A ghost shopper chooses and buys a product or service with no (or very little) direct interaction with the seller. They do the research on their own.
This is common for many low-value retail items, which often don’t require research. For instance, most shoppers don’t need to speak with a clothing store employee before buying a pair of socks.
With consumers spending more time online, ghost shopping is also becoming more common with higher-value purchases. When the benefit of a product or service is complex, customers often seek out answers from multiple sources on their own to develop a more complete and objective grasp of the situation.
When, say, buying a computer, many knowledgeable and savvy shoppers do all (or almost all) their research on their own, often online. The same goes for smartphones, tablets, and even cars.
This trend also applies to schools.
Increasing numbers of families are ghost shopping for their children’s education (this trend is evidenced by the significant uptick in OurKids.net’s traffic). They’re researching, evaluating, and choosing schools without interacting with you directly: e.g., without speaking with admissions staff or attending school events.
“We’re getting more and more stealth applications,” says Kathy LaBranche, director of admissions at Trinity College School. “These are applications from families that don’t show up in our database and that have never contacted us before.”
In their decision process, families will visit your website, read school reviews, check out third-party platforms, and speak with school parents, students, and alumni. But they won’t reach out to you!

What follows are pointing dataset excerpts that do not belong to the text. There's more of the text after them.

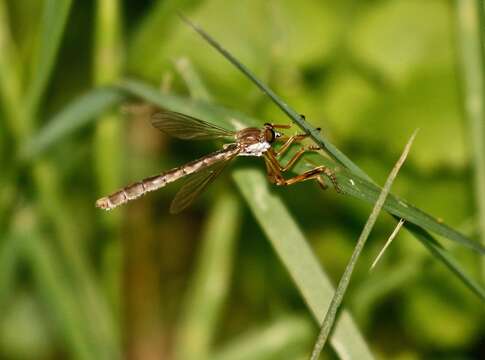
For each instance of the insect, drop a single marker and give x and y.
(246, 142)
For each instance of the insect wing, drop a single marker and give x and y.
(187, 127)
(195, 185)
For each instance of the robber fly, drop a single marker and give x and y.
(246, 142)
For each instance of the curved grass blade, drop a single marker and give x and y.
(292, 114)
(331, 314)
(294, 252)
(350, 184)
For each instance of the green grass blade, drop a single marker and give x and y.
(52, 284)
(297, 119)
(53, 22)
(208, 290)
(107, 69)
(10, 77)
(350, 184)
(292, 248)
(108, 149)
(295, 116)
(329, 320)
(280, 340)
(75, 115)
(471, 35)
(440, 253)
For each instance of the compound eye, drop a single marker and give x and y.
(269, 135)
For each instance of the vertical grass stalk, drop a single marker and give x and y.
(471, 38)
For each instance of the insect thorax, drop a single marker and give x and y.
(256, 149)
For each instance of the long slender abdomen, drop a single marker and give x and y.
(134, 191)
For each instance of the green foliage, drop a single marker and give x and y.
(74, 281)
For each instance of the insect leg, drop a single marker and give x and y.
(275, 176)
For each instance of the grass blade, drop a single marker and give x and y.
(471, 36)
(292, 114)
(53, 22)
(292, 248)
(210, 285)
(388, 242)
(350, 184)
(440, 253)
(10, 77)
(301, 122)
(345, 279)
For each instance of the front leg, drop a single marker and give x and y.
(274, 173)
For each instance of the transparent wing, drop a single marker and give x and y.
(187, 127)
(195, 185)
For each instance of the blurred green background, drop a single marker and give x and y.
(139, 283)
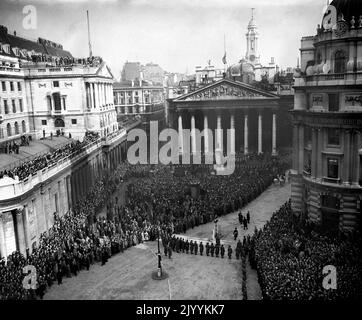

Here are a few key reasons:
“Customers have changed an awful lot,” says LaBranche. “This generation is not highly trusting of ‘corporate speak.’ They want an unbiased view of what the school is all about.”
What does this mean for you and how should it inform your marketing strategy?
Since parents spend so much of their time ghost researching you, you’ll want to guide and influence their research process.
How can you do this?
First, it’s vital you provide the information parents are looking for. You’ll need to answer their pressing questions about your school.
Suppose your school is highly-regarded as strong academically, socially, and in many other ways. However, if your tuition is on the higher end, you may need to address this with parents. For instance, maybe you can provide information about the substantial financial aid you offer (if you do).
Or, suppose you’re an online-only school. You may, then, want to allay some parents’ concerns about what their kids may be losing from the in-person experience. For instance, maybe you could outline the synchronous features of your course delivery.
Second, you’ll want to distribute your information widely and on the right platforms. Sometimes the medium is the message. It’s not nearly enough to just post it on your school website or even on social media platforms. It will carry far more weight on external media where parents research schools, such as online school forums, news outlets (editorial, not ads), and third-party platforms where families search for answers about schools.